Als er aufwachte, fühlten sich seine Augen an, als hätte er im Schlaf geweint. Langsam stand er auf, sorgsam darauf bedacht, Said nicht zu wecken. Am Horizont erhob sich schon der rote Schein des neuen Tages. Er schüttete eine halbe Kanne Wasser in die Waschschüssel und spülte sich die verräterischen Spuren aus dem Gesicht. Auf einmal wusste er, warum sein Vater ihn wirklich in die alte Heimat geschickt hatte. Hier konnte er nicht mehr davonlaufen. Er musste sich entscheiden, wer er sein wollte. Ein dahergelaufener Fremder, den jeder Halbwüchsige als dreckigen Bastard beschimpfen durfte, oder aber der Sohn von Otto von Birkenfeld.

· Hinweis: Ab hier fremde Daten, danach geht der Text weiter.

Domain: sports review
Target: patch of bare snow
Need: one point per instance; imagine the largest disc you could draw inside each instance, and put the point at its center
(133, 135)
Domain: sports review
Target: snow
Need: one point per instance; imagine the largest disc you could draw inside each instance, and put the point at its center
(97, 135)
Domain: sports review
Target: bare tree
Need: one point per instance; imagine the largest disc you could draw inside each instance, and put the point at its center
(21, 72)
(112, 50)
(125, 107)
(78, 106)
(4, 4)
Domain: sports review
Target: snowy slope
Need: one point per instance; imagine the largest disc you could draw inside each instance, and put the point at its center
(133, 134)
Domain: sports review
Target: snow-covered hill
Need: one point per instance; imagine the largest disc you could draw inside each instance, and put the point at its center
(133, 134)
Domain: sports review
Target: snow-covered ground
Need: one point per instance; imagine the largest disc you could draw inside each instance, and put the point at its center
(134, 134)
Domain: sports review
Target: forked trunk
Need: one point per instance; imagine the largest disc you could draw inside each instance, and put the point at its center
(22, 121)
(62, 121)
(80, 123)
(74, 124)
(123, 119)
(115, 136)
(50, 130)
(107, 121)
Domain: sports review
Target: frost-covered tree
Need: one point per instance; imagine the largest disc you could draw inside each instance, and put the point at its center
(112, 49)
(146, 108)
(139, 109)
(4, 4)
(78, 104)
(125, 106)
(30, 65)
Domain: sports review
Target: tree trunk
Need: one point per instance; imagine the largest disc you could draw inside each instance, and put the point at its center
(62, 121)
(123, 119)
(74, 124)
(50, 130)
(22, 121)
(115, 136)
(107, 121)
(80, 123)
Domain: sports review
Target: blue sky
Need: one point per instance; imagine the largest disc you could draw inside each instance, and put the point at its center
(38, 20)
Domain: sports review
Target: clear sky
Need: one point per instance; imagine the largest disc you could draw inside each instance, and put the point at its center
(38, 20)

Es klopfte an der Tür. Er fuhr zusammen. Wer wagte es, ihn und Said um diese frühe Stunde zu stören?
Noch ehe er den unerwarteten Besucher hereinbitten konnte, wurde die Tür aufgerissen, und Schwester Margarita stand vor ihm.
»Oh, verzeiht, ich komme wohl unpassend.« Sie senkte die Lider, aber ihre Blicke huschten verstohlen über seinen nackten Oberkörper.
»Haltet Ihr es für schicklich, zu dieser frühen Stunde in die Kammer zweier Männer zu stürzen, ehrwürdige Schwester?«
Said war wach geworden und starrte die Nonne vom Bett aus mit großen Augen an.
»Ihr habt gestern doch beklagt, keinen Helm zu besitzen. Nun, hier habt Ihr einen.«
Hinter dem Rücken zog sie einen Sack hervor und hob ihn auf den Tisch neben der Waschschüssel.
Philip starrte auf den Sack, dann auf Schwester Margarita, dann wieder auf den Sack.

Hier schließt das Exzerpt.